So in order to produce a boy with the stature of a proper Volsung hero, she needs a father who is himself of just such stature. It is almost as if she needs another Volsung. This is in fact exactly what Signy concludes. She takes her opportunity when a shape-changing witch visits her kingdom. She orders the witch to trade appearances with her.
Outside Sigmund’s turf-house, Signy pretends to be a lost wanderer and asks for shelter for the night. They sleep together for three nights before she returns home and exchanges appearances with the witch again. Nine months later, Signy gives birth to a son. Being the son of both a son and a daughter of Volsung, this son, named Sinfjotli, promises to be another great hero in the tradition of the Volsungs.
A Tale of Revenge and Ruin
Already as a young boy, Sinfjotli shows more promise than did Signy’s sons with her husband King Siggeir. When Sinfjotli turns 10, Signy sends him to Sigmund for training. Sigmund does the same thing as he’d done to his other nephews. When Sigmund comes back, he finds a piping hot fresh loaf of bread on the table. “Was there nothing else in there with the bread?” he asks the boy, who responds, “Oh, I think there was something alive in there, but I just kneaded it in with the dough.”
So with Sinfjotli’s bravery assured, Sigmund, embarks on training him to be a warrior worthy of the Volsung name, not knowing that Sinfjotli is his son as well. Finally, the two put on their armor and steal away to Siggeir’s hall.

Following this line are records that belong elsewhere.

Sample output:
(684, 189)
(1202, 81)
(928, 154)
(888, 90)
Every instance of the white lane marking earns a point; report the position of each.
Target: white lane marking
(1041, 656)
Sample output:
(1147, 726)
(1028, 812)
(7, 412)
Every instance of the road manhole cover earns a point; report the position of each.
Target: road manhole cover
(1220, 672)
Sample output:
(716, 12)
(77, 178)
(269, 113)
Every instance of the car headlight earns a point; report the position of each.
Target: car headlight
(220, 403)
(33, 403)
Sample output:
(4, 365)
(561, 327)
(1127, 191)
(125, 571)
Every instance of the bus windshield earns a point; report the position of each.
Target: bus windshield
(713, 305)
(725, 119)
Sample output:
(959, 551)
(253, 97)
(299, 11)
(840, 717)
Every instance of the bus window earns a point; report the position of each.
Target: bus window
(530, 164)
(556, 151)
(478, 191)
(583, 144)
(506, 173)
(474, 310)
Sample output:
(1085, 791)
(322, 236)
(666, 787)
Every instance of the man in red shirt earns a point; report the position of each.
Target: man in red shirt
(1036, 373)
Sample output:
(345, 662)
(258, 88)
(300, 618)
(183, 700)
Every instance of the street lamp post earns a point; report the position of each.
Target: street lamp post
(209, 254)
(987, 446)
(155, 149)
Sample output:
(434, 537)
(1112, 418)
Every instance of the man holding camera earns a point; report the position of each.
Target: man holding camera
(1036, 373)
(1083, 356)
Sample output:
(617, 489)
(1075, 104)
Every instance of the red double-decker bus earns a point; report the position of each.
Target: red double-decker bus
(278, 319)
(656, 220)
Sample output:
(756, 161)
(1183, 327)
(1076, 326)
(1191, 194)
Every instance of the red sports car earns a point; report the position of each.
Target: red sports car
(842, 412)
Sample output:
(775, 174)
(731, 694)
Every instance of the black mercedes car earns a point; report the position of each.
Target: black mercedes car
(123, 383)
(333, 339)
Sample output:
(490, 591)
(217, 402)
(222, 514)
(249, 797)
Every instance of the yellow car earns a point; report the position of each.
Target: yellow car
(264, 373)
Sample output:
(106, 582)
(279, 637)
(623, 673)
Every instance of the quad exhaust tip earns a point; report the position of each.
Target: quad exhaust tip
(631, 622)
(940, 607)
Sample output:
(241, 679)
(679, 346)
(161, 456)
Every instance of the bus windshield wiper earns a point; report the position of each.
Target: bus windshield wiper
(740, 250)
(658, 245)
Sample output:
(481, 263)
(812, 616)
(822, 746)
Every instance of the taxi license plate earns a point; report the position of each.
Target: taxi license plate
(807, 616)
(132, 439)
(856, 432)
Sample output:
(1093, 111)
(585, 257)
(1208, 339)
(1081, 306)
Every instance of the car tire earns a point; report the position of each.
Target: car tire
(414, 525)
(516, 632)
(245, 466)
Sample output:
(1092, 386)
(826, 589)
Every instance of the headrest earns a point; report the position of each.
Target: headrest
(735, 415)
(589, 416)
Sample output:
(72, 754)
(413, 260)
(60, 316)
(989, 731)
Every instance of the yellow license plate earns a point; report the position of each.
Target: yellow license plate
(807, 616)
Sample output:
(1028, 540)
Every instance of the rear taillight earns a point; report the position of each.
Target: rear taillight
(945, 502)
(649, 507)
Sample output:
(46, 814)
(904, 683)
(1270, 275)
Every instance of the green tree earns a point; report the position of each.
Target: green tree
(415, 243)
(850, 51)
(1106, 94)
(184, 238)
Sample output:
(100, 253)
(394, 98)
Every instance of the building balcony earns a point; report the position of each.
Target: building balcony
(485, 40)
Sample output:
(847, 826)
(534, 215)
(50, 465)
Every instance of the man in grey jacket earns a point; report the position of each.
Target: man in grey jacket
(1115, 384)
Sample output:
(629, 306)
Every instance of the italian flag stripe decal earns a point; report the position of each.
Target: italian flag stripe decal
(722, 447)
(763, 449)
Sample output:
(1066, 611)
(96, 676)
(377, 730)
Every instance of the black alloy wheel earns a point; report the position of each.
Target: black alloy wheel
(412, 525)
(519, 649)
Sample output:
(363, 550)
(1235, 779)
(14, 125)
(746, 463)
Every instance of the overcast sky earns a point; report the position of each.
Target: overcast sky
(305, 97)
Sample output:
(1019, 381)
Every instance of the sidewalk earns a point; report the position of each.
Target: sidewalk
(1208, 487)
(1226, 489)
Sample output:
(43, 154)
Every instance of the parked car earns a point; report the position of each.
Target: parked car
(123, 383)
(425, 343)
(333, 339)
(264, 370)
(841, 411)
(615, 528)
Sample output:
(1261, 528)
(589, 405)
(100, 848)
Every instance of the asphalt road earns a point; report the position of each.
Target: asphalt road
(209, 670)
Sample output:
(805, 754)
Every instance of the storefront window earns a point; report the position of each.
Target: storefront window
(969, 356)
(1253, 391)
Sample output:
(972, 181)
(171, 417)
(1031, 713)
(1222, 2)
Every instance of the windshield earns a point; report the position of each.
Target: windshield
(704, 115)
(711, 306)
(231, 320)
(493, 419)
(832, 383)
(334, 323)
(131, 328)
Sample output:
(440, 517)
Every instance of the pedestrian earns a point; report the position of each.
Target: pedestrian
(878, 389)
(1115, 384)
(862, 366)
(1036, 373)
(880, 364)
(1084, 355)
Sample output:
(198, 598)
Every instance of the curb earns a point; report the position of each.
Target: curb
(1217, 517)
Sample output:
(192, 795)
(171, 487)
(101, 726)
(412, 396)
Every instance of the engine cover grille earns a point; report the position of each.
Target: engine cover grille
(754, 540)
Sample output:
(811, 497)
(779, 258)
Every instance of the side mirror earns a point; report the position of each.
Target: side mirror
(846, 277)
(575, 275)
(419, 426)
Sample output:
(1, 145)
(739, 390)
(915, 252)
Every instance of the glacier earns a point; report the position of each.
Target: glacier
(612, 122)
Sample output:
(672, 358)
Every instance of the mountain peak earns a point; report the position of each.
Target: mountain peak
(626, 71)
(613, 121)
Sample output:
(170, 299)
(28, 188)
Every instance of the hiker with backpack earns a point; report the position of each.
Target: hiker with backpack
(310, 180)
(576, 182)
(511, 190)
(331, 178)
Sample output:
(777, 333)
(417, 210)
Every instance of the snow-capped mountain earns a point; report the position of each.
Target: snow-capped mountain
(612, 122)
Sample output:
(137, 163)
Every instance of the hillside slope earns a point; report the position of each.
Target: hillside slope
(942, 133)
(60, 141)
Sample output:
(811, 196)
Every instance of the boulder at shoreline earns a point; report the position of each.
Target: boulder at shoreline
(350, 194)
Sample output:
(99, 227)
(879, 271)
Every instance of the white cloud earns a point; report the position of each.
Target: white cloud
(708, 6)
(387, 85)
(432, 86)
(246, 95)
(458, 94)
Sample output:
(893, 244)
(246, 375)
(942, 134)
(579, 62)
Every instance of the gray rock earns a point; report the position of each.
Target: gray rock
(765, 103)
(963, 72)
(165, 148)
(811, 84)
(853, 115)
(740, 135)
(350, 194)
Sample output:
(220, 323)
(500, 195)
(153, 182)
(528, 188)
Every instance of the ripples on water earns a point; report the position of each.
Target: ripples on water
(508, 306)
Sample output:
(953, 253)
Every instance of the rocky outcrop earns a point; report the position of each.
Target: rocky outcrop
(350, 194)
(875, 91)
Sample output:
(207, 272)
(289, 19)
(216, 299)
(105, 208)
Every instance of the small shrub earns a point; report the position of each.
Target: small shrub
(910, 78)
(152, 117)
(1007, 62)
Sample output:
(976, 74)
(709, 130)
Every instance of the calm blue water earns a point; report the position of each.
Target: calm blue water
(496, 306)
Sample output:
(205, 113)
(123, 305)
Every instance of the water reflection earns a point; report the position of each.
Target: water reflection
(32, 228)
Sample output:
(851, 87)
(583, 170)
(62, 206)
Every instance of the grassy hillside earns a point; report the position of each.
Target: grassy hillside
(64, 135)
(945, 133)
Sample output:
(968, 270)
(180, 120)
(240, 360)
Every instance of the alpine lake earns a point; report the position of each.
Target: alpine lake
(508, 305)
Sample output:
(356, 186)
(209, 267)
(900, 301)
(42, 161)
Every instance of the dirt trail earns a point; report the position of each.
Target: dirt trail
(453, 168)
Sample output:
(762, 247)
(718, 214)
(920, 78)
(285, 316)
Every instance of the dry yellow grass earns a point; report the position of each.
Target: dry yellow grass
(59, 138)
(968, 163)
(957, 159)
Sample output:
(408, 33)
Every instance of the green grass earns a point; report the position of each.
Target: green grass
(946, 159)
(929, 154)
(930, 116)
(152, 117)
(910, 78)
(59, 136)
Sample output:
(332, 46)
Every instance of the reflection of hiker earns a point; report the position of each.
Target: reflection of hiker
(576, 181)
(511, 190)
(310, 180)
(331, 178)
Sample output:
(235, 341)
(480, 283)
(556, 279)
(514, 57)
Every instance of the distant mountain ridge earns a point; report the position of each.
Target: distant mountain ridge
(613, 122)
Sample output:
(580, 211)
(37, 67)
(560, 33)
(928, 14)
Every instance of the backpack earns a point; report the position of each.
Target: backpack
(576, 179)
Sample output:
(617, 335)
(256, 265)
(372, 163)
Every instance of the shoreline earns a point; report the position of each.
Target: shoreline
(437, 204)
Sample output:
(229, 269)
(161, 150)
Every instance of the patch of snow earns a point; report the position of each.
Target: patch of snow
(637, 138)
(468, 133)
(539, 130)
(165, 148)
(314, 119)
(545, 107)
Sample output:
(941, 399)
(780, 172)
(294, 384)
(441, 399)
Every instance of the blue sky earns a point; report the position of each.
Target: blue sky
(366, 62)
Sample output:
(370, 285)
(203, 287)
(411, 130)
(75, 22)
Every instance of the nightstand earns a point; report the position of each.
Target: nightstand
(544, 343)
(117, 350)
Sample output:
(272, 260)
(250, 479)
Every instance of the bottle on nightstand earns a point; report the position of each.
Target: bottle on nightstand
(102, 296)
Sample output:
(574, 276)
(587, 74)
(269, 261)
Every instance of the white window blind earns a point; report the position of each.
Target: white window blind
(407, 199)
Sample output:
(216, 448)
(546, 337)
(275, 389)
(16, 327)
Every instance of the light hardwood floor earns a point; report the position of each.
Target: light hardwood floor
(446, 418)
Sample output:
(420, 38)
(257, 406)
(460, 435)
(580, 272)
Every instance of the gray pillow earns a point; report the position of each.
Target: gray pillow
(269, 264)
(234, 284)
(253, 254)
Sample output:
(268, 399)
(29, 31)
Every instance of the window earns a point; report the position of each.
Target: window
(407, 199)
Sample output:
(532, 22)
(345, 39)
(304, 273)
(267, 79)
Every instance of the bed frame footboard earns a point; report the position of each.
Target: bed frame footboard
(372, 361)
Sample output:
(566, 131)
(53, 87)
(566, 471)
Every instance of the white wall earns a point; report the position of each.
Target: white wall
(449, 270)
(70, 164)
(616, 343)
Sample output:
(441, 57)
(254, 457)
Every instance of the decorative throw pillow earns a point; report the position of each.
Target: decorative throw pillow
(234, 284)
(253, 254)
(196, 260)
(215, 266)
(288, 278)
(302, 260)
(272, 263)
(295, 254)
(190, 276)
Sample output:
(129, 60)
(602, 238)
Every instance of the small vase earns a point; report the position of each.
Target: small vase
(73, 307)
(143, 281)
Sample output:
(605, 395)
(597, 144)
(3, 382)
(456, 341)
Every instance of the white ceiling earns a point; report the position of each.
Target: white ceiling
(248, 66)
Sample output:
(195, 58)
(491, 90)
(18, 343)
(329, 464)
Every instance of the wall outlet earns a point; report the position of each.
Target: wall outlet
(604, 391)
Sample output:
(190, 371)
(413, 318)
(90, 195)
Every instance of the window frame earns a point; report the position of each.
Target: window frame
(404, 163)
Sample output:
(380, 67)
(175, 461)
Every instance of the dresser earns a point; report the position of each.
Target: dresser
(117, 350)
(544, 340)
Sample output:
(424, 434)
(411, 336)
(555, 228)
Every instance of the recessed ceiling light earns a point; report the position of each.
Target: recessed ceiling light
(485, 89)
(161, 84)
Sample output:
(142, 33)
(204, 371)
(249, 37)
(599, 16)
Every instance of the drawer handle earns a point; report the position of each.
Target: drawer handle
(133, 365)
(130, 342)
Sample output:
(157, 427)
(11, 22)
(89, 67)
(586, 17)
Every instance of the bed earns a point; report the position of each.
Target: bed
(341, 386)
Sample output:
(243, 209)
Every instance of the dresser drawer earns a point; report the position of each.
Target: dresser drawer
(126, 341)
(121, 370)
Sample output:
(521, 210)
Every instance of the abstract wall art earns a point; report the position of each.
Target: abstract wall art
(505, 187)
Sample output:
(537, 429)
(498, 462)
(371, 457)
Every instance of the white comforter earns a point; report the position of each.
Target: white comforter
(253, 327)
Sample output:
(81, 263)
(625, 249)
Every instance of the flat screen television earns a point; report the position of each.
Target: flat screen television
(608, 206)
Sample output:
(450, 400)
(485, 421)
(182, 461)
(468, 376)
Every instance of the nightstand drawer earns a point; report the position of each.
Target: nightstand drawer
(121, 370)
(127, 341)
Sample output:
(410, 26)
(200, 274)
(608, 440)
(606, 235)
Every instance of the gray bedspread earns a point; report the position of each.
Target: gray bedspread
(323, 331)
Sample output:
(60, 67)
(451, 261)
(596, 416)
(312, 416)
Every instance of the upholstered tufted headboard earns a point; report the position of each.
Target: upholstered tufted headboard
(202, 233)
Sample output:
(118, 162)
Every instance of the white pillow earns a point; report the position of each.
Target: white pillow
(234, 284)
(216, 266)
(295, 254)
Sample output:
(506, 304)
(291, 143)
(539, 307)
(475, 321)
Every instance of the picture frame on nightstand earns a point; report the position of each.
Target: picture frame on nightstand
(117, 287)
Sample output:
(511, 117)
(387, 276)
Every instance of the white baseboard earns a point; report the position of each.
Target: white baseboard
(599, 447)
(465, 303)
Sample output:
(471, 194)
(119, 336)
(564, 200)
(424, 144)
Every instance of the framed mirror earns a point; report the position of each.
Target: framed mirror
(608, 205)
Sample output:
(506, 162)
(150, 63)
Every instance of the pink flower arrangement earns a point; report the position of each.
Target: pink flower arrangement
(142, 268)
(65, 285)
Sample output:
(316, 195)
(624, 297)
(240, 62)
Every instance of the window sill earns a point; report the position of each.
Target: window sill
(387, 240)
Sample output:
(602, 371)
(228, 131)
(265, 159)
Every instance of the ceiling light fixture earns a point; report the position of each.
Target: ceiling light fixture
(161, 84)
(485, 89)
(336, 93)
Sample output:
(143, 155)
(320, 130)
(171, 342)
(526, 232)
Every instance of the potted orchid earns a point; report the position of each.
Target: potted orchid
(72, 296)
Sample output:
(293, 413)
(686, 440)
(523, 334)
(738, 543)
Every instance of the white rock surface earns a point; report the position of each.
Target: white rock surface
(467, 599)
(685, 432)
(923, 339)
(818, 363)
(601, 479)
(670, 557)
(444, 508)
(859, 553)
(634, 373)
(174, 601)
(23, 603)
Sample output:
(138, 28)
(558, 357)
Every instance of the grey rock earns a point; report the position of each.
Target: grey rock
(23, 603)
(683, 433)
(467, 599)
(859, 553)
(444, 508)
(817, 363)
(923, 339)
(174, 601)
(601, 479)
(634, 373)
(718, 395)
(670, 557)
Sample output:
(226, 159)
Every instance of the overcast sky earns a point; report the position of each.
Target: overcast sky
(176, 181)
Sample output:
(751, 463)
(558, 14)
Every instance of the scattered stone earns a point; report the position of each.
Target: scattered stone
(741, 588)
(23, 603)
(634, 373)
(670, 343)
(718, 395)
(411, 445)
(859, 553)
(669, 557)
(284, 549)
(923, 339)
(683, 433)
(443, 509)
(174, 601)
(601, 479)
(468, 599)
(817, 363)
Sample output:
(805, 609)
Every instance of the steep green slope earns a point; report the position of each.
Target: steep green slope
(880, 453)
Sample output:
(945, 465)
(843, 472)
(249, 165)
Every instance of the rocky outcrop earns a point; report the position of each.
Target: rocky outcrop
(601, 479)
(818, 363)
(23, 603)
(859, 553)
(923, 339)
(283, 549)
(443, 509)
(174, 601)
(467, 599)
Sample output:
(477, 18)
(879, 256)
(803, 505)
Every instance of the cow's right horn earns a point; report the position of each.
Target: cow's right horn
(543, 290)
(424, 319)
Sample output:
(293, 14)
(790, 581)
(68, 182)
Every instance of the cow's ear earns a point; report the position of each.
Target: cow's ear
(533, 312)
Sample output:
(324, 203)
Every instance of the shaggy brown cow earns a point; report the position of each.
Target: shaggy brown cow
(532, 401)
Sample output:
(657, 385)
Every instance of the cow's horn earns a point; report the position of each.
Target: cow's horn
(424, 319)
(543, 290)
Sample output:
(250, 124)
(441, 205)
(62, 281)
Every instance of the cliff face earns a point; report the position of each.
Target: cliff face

Sigmund and Sinfjotli barricade the walls of Siggeir’s hall so as to prevent anyone from getting out. Then they set fire to it. Amid the flames and smoke, Sigmund calls out to his sister Signy. He says they’ll let her alone out alive. Signy tells them that she was married to Siggeir unwillingly, but, having brought about his ruin, will die with him willingly.
Common Questions about the Death of Volsung and a Plot for Vengeance
Signy sent out a servant to cover Sigmund in honey. The servant also filled Sigmund’s mouth with honey. When the wolf came, ready to eat him, it first licked all the honey, and as the wolf went in for the honey inside his mouth, Sigmund bit on the wolf’s tongue. He was freed from his chains and killed the wolf.
Sigmund would put a bag of flour on the table and then go out for an errand. He would tell the boy to make bread from the bag of flour while he was gone. In the bag would be a poisonous snake. If the child was scared, then he wasn’t going to become a great warrior.
Signy understood that to produce a warrior, it would be best to have him descend from Volsung on both sides of his lineage. So she decided to sleep with Sigmund, her brother, and it worked. She managed to do this by changing her appearance.